Labs update and May highlights

Time flies when you're having fun. Here is an update of some of the highlights of my second month at Quansight Labs.

The making of a black hole image & GitHub Sponsors

Both Travis and myself were invited by GitHub to attend GitHub Satellite in Berlin. The main reason was that Nat Friedman (GitHub CEO) decided to spend the first 20 minutes of his keynote to highlight the Event Horizon Telescope's black hole image and the open source software that made that imaging possible. This included the scientific Python very prominently - NumPy, Matplotlib, Python, Cython, SciPy, AstroPy and other projects were highlighted. At the same time, Nat introduced new GitHub features like "used by", a triaging role and new dependency graph features and illustrated how those worked for NumPy. These features will be very welcome news to maintainers of almost any project.

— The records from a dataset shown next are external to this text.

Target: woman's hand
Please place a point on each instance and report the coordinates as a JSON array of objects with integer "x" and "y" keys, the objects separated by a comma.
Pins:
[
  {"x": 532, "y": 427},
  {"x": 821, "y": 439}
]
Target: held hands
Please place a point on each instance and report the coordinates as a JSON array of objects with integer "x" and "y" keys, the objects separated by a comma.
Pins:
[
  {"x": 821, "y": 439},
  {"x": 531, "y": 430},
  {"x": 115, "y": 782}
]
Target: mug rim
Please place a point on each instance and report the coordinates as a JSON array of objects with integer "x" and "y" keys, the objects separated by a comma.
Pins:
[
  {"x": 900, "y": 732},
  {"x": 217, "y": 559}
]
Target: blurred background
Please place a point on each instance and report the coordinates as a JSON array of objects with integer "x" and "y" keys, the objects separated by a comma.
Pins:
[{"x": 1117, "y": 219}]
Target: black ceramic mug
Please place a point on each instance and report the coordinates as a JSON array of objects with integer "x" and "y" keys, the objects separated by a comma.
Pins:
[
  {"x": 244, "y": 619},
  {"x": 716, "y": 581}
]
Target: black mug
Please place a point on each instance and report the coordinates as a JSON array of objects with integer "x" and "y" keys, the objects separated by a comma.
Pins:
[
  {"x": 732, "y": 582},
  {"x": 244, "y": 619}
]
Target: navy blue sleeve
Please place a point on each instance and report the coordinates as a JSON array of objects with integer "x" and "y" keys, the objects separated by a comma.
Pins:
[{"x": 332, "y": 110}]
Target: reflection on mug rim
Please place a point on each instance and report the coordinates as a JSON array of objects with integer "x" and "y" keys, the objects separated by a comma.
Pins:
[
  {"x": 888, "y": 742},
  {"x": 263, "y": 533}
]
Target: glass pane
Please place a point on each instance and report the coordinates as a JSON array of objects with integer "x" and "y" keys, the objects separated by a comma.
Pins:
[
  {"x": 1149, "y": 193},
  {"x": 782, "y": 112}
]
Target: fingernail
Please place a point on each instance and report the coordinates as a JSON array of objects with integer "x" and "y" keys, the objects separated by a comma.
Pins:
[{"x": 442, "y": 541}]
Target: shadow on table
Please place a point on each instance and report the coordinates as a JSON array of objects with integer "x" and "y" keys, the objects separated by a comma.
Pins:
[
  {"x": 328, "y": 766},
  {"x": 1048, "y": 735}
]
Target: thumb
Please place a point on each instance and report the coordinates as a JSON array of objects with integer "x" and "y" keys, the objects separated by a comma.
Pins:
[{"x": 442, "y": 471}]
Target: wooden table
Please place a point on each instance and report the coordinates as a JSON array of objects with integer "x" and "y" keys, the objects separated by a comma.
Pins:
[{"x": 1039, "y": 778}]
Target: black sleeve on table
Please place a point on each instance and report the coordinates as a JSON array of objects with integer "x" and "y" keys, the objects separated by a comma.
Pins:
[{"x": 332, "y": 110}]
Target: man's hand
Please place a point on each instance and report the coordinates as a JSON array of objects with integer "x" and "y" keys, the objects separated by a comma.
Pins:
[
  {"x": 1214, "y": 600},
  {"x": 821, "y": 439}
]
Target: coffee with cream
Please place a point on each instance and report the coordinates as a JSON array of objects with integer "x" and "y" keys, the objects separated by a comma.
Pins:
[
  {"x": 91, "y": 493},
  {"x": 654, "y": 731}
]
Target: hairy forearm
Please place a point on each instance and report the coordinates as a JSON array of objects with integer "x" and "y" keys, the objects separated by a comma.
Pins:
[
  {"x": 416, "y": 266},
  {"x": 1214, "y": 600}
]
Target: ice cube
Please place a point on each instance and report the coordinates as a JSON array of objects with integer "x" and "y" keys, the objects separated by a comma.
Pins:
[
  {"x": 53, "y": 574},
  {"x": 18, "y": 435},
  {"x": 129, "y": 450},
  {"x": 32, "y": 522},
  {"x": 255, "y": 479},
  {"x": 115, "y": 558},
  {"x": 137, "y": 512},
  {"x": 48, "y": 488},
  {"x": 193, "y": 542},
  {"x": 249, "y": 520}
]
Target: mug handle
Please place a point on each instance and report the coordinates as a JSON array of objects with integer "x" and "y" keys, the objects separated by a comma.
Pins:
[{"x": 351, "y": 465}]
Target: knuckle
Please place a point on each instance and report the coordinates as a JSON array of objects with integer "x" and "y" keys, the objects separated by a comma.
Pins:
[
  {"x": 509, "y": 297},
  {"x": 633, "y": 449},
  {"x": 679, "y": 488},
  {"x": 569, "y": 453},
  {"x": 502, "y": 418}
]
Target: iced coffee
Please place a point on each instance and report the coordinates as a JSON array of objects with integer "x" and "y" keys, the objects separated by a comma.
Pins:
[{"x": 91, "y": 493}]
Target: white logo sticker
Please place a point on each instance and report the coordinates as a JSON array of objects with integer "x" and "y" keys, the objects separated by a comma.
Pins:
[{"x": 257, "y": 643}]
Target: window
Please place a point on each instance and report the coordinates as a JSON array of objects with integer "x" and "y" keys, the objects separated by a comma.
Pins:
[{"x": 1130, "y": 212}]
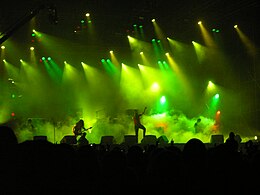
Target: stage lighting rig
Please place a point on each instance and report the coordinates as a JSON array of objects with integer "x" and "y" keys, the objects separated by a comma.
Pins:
[{"x": 53, "y": 16}]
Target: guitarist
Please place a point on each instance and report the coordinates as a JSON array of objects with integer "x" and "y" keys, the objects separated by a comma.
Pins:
[
  {"x": 137, "y": 123},
  {"x": 79, "y": 128}
]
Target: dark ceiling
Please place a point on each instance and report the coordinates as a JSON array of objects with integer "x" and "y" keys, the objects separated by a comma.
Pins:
[{"x": 114, "y": 18}]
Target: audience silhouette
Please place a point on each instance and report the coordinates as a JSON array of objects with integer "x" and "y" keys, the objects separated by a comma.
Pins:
[{"x": 41, "y": 167}]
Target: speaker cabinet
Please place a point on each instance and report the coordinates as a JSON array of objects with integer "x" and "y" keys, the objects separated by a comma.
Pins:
[
  {"x": 217, "y": 139},
  {"x": 40, "y": 138},
  {"x": 107, "y": 140},
  {"x": 69, "y": 139},
  {"x": 130, "y": 140},
  {"x": 163, "y": 140}
]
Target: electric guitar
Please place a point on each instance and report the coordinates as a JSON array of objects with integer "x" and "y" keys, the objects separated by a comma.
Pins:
[{"x": 80, "y": 131}]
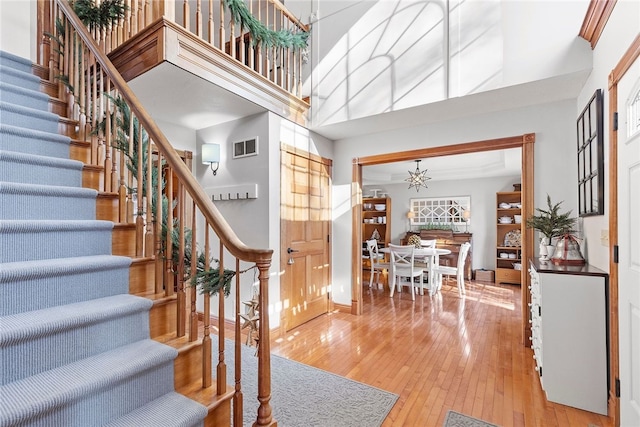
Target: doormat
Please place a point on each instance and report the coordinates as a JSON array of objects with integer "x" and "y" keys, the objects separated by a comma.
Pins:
[{"x": 456, "y": 419}]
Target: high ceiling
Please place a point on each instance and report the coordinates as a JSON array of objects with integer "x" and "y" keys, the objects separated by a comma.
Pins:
[{"x": 202, "y": 104}]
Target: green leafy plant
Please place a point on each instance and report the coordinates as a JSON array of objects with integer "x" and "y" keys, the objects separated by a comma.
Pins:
[
  {"x": 262, "y": 35},
  {"x": 550, "y": 222},
  {"x": 436, "y": 226},
  {"x": 99, "y": 16},
  {"x": 208, "y": 280}
]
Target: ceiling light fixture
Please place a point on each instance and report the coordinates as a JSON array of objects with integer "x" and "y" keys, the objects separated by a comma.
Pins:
[
  {"x": 417, "y": 179},
  {"x": 211, "y": 157}
]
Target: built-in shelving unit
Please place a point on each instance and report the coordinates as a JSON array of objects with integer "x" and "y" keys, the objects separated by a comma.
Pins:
[
  {"x": 508, "y": 237},
  {"x": 375, "y": 220}
]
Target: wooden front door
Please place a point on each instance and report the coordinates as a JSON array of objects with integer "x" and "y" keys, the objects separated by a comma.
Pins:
[
  {"x": 629, "y": 244},
  {"x": 305, "y": 221}
]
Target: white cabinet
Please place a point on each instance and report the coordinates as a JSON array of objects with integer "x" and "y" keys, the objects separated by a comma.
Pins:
[{"x": 569, "y": 334}]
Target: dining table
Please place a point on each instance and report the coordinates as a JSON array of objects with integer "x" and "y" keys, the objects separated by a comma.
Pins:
[{"x": 431, "y": 259}]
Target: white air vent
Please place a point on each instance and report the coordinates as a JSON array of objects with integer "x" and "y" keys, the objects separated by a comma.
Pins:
[{"x": 245, "y": 148}]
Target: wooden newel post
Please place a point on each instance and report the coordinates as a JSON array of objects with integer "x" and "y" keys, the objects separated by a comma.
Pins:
[{"x": 264, "y": 349}]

GitHub Satellite'19 keynote, showcasing NumPy and Matplotlib

The single most visible feature introduced was GitHub Sponsors:

GitHub Sponsors enabled on the NumPy repo

I really enjoyed meeting Devon Zuegel, Product Manager of the Open Source Economy Team at GitHub, in person after previously having had the chance to exchange ideas with her about the funding related needs of scientific Python projects and their core teams. I'm confident that GitHub Sponsors will evolve in a direction that's beneficial to community-driven open source projects.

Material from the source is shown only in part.